The event brought attention to several deaths in the Black LGTBQ community, particularly of trans women, including Nina Pop, Monika Diamond, Dominique Fells and Riah Milton. Alexis noted that not only police but people in the community are responsible for the deaths of trans women.

Alexis also mentioned Tyre King, Julius Ervin Tate Jr., Donna Dalton and others killed by the Columbus Division of Police, and organizers announced 12 demands of the city, including the resignation of Ginther and the defunding of the police division.

Shatonna Missick, 32, of Reynoldsburg, attended the rally to support her husband, Luther, an American Sign Languague interpreter for the event, and to speak out against “unwarranted, unnecessary” uses of force by police, she said.

“This is my first (protest),” she admitted. “I’ve been at home with my kids.”

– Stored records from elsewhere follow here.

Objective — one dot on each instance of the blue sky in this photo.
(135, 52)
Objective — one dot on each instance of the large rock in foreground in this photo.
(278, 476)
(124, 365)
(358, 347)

Several miles away, mothers had their children with them for the Mothers March for Justice organized Downtown by Chosen4Change, a Columbus nonprofit that serves those incarcerated, those formerly incarcerated and their families.

About 75 people marched twice in a loop around City Hall and the Columbus Division of Police while holding signs and chanting, “Black Lives Matter,” “Hands up, don’t shoot,” and other phrases.

Chosen4Change founder Patrice Palmer, 57, of Whitehall, said it was important to give mothers a voice in the fight against police violence, especially after watching video footage of George Floyd, who died in May after a Minneapolis police officer knelt on his neck.

“When he called out for his mother, that had to touch every heart of a mother and a grandmother all across this country,” said Palmer, who is calling for police reform. “We are struggling with the unrest in a different capacity.”

March participant Tonya Bailey, 49, of the North Side, said she also was touched by Floyd’s call for his mother.

“I have a Black son who I’ve had to talk to several times about what to do when pulled over,” she said. “I’m also an educator and a high school principal, and I have to talk to my students of all races about the injustices.”

Palmer also encouraged participants to vote and take a pledge to get active.

“The first thing you can do is use your voice in your circle of influence.”